Gabrielle foi ouro na dupla mista e na equipe feminina, ambas na disputa do arco barebow (equipamento sem uso de miras ou dispositivos de pontarias). Com os resultados, a atleta ainda bateu o recorde de pontuação dentro das categorias sub-18 e sub-21.
Em Maricá, a “novata” foi decisiva para que a equipe campineira terminasse o torneio na terceira colocação no quadro geral de medalhas, com três conquistadas – a outra veio com a atleta e também professora Alexandra Silva, bronze no arco composto individual. O primeiro lugar ficou com a equipe Dispara Brasil, de Maricá, integrada pelo atleta Marcus D’Almeida, líder do ranking mundial. O PIC (Pampulha Iate Clube), de Minas Gerais, terminou em segundo. A competição, que reuniu os melhores arqueiros do Brasil, teve 210 participantes.

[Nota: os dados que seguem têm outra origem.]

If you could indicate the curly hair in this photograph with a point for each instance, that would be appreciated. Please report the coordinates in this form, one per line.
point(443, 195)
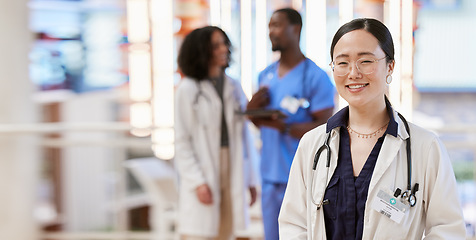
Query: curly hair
point(195, 53)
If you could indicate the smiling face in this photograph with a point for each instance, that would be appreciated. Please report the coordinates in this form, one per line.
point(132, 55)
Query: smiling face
point(220, 50)
point(358, 89)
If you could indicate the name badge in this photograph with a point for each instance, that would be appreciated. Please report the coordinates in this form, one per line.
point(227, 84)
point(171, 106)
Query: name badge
point(390, 206)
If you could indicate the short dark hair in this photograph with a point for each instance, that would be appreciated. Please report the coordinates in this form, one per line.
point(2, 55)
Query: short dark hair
point(196, 52)
point(374, 27)
point(293, 16)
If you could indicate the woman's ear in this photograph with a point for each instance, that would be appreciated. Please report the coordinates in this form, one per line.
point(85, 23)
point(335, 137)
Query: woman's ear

Rigorosa consigo mesma, apesar do pouco tempo de prática ainda, Gabrielle só lamentou não ter conquistado uma boa classificação na disputa individual. “Me cobrei bastante, mas acho que para um começo estou dando o meu melhor.” Em julho, no Brasileiro Infanto Juvenil, em Águas de São Pedro, ela foi ouro na categoria, e também nas disputas por equipe e na dupla mista, desempenho que gerou boas expectativas na equipe em relação à performance dela na competição que viria na sequência, justamente o nacional adulto, em Maricá.
PROJETO
Gabrielle faz parte do projeto social da Acamp, que conta com o apoio do Fundo de Investimento Esportivo de Campinas (FIEC). A prática acontece no Colégio Culto à Ciência, principal polo de ação da associação, que trabalha tanto na formação quanto no desenvolvimento e rendimento.
A estudante ingressou este ano no colégio e logo se interessou pelo tiro com arco. Mas os primeiros passos, admite, foram difíceis. “Na minha avaliação, eu era a que menos estava evoluindo no início”, conta. “Mas depois que parei de prestar atenção nos outros e me concentrei nos meus movimentos, comecei a crescer”, afirma. Gabrielle diz estar vivenciando um 2023 “incrível” por ter descoberto o esporte e numa escola onde inicia sua trajetória. “Não fazia ideia que minha vida mudaria dessa forma só em alguns meses.”
Por outro lado, a Acamp também celebra, já que o ano é apontado com saldo positivo, apesar de restar ainda pouco mais de dois meses para o fim de 2023. “Não só obtivemos crescimento do projeto no Culto à Ciência, como 20 alunos treinando regularmente, como conseguimos organizar o Campeonato Brasileiro Infanto Juvenil e Senior em Águas de São Pedro e alcançar importantes resultados nas competições que participamos”, avalia a treinadora Inaiá Rossi Silva Staeheli. “Foram ainda quatro recordes batidos por atletas da Acamp neste ano”, encerra.